The Court also found petitioner’s explanation for not submitting DTR forms untenable. It relied on a certification by the DENR-NCR Chief of the Personnel Division that petitioner was provided DTR forms for the months in issue, and it reasoned that if petitioner believed no form was available, he could have requested one. The Court found it irrational that, after receiving an order to return to work and facing an AWOL charge, petitioner continued to withhold his monthly DTR while merely signing a security logbook alleged to substitute for compliance.

The Court also questioned whether the “Andy P.” signature belonged to petitioner. Petitioner had the name Rudy A. Palecpec, Jr., and the Court found no rationalization for why the signature would bear a different name. It also held that, if petitioner were truly known by that alias, he could have produced independent, objective evidence such as affidavits from officemates, or official documents bearing the same signature. The Court found that petitioner instead relied on self-serving assertions without adequate corroboration.

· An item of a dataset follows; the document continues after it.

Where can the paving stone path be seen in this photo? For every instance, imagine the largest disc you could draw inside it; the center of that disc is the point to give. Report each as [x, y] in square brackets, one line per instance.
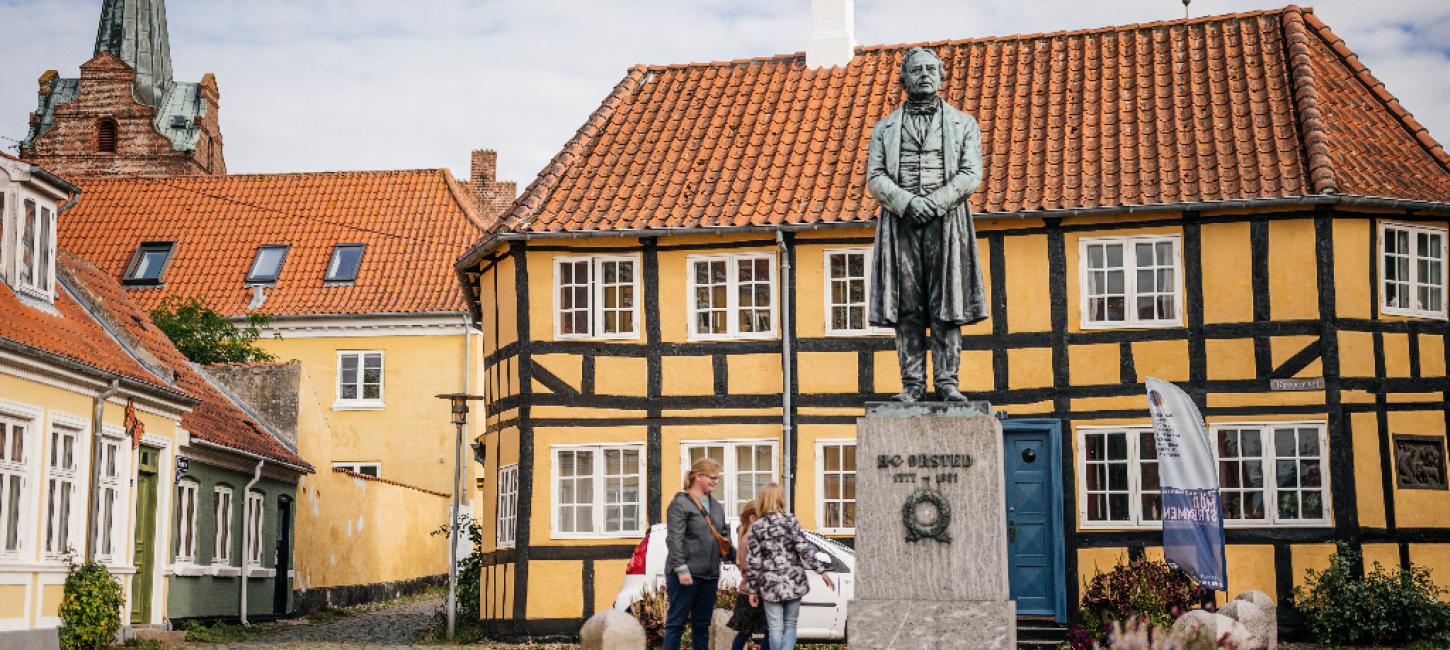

Findings of Continuous AWOL and Lack of Substantial Rebuttal

The Court assessed the totality of evidence and legal presumptions. It recognized that petitioner had an approved leave for 8–10 May 2000. It then held that, aside from that approved period, petitioner had been absent without authorization beginning 2 May 2000, including the entire months of June and July 2000, up to 1 August 2000, when respondent issued her second memorandum. The Court concluded that the evidence and presumptions supported a finding of continuous absences exceeding thirty days, which brought petitioner within the grounds for dropping from the rolls and separation as contemplated by the civil service rules.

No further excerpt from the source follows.